Adres
Cumhuriyet Mah. Dekanlar Sok. No:2 D:1 Süleymanpaşa-TEKİRDAĞ
Danışan Destek Hattı
0850 307 57 22
Adres
Cumhuriyet Mah. Dekanlar Sok. No:2 D:1 Süleymanpaşa-TEKİRDAĞ
Danışan Destek Hattı
0850 307 57 22
Tikler, ataklar halinde aniden kişide meydana gelen tekrarlayıcı, istemsiz, amacı olmayan hareketler ve sesler olarak tanımlanabilir.

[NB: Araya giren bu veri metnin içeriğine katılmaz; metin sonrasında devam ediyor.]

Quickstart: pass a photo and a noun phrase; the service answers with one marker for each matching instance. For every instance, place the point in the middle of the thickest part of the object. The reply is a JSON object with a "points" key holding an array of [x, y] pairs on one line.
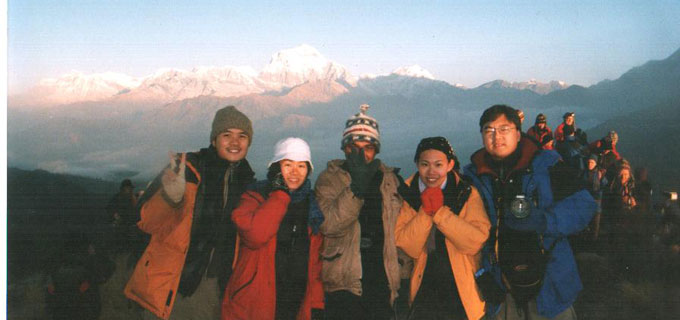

Tikler, genellikle çocukluk çağında ortaya çıkmaktadır. Başlangıç yaşı 6 yaş civarı olabildiği gibi daha ileri yaşlarda da ortaya çıkabilir. Ergenlik dönemine veya erken yetişkinlik dönemine doğru iyileşme gösterebilir. Ayrıca tikler var olduğu süre içerisinde de dalgalanma gösterebilir. Bir başka deyişle, çocuklarda görülen tikler zaman zaman azalabilir veya artış sergileyebilir. Tiklerin artış göstermesini etkileyebilecek birçok faktör bulunur. Stres, yoğun zorlayıcı duygular (üzüntü, kaygı, öfke vb.), travmatik yaşam olayları, yorgunluk gibi etkenler bu faktörlerin başında gelir. Çocuğun daha sakin hissettiği durumlarda tiklerde azalma gözlemlenebilir.
Çocuklarda görülen tikler, motor ve vokal olmak üzere iki temel alt gruba ayrılmaktadır.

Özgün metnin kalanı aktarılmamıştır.